Marcum, who spent a semester abroad, claimed she encountered resistance to her efforts to take classes for her biological sciences major out of the traditional sequence.
"It's all planned out for you," she said. "[People] get upset when you ruffle feathers, [even though] it's your own life you're dealing with."
Slatt, who spent a year studying in Spain through Marquette University, had trouble getting the credits he earned that year to count at Notre Dame and claimed not to understand why the University would hesitate to accept classes taken at a fellow well respected, Catholic institution.

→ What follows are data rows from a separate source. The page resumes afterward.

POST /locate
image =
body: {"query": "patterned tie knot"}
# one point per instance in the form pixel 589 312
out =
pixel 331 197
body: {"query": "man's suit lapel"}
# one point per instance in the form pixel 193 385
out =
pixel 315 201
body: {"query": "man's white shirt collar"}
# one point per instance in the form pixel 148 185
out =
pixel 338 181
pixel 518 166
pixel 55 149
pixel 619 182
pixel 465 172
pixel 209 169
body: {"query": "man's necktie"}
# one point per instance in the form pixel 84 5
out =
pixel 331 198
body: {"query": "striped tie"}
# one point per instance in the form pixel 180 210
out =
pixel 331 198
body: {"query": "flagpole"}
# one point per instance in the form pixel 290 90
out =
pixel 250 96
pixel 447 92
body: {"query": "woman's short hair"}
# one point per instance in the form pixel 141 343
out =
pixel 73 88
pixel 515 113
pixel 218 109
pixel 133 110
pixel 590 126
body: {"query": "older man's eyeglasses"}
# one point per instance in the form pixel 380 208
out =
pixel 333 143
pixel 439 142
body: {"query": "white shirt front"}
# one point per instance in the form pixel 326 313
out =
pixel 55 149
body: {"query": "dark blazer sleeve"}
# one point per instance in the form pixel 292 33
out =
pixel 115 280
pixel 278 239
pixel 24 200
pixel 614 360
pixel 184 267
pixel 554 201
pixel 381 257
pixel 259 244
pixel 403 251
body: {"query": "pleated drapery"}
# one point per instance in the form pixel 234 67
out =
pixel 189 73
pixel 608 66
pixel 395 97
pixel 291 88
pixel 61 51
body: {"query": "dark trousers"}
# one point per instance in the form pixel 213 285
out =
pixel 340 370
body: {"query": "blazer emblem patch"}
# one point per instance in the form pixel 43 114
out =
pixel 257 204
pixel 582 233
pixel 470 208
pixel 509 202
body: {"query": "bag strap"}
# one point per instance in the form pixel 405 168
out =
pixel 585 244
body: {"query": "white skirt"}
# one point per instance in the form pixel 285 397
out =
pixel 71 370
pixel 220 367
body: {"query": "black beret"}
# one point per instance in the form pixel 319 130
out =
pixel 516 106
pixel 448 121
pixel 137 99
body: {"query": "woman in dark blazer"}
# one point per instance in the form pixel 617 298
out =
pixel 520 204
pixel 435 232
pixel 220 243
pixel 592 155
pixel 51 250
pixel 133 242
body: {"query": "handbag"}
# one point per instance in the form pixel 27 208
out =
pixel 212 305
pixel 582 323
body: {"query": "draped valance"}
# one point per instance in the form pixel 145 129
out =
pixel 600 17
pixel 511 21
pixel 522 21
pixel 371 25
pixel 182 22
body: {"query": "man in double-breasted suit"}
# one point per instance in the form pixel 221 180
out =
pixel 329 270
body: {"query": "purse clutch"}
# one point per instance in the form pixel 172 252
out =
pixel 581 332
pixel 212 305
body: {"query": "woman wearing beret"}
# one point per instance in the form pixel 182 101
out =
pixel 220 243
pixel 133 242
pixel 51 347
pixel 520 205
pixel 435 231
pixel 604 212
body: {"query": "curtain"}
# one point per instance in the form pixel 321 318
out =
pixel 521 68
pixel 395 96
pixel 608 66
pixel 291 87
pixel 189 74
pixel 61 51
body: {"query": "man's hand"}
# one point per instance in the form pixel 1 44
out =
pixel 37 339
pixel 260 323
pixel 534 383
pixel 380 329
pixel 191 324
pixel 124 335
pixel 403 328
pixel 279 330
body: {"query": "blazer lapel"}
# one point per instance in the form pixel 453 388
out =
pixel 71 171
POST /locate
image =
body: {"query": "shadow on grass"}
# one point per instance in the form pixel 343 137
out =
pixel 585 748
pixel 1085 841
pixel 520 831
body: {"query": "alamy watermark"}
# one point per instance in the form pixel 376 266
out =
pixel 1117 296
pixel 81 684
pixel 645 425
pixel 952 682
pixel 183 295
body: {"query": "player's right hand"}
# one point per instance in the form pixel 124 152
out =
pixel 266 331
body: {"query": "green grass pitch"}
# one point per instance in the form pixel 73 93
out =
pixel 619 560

"It makes you wonder, `What's the issue here?' I understand that we have to uphold our academic standards … but I didn't receive any help trying to translate those classes," he said. "There's no academic body helping me research what [Notre Dame does] have and how credits can transfer."
Furthermore, Pagnani suggested that more 24-hour space is needed on campus. Marcum noted that Reckers is a good start for interaction among students but that it is inconvenient for students who live on the other side of campus.
Slatt also expressed concern that his classes on similar topics do not overlap and believes that he is missing the larger picture in his Spanish/history major.
"I'm going to walk out of here with a degree in Spanish from the University of Notre Dame prepared to speak Spanish with native speakers, but not to communicate with them, and I feel there's a big difference," he said, noting that Notre Dame's Spanish program does not provide sufficient awareness of Hispanic history and culture.